Sus ojos parpadearon abiertos y se desviaron hacia el lugar donde sintió a un intruso interrumpiendo su dulce sueño.

Instantáneamente, su mirada se posó en la mía, quitándome el aliento.

Tengo que envolver mis dedos temblorosos alrededor del pomo de la puerta para soportar mis rodillas que de repente se derritieron en Jell-O.

Por un momento helado, simplemente me quedé ahí, parpadeando encantada por sus atractivos ojos azules que parecían penetrar mi alma.

Se veía tan bien en la cama como si perteneciera allí.

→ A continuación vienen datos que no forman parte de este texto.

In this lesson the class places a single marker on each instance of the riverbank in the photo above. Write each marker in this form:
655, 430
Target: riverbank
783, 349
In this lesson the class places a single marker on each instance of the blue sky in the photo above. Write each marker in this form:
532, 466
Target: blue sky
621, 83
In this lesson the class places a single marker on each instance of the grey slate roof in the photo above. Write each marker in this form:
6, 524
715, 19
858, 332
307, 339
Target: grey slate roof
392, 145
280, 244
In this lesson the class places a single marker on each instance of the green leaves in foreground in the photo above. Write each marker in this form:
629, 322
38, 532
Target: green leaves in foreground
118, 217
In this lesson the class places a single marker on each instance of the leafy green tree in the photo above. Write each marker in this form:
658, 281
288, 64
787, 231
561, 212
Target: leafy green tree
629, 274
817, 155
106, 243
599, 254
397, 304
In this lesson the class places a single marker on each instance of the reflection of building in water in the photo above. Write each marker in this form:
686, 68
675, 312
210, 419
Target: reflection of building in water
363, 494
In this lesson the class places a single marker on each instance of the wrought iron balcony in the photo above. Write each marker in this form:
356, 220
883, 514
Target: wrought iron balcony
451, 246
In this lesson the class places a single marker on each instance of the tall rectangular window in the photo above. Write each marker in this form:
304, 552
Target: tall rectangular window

La delgada tela de su camisa se adhería a los duros contornos de su pecho, dejando nada a la imaginación, su pelo revuelto y rico caía a sus ojos de forma tentadora como una suave miel fundida contra la luz de la pantalla de la lámpara a su derecha.

Llevaba pantalones cortos de carga ajustados, la prenda apretada se adhería a sus poderosos muslos y cuando mi mirada se movía más allá, se detenía pecaminosamente en su entrepierna —realmente estaba— bendito.

El calor inundó mis mejillas.

Afortunadamente, las sombras ocultaron el rubor.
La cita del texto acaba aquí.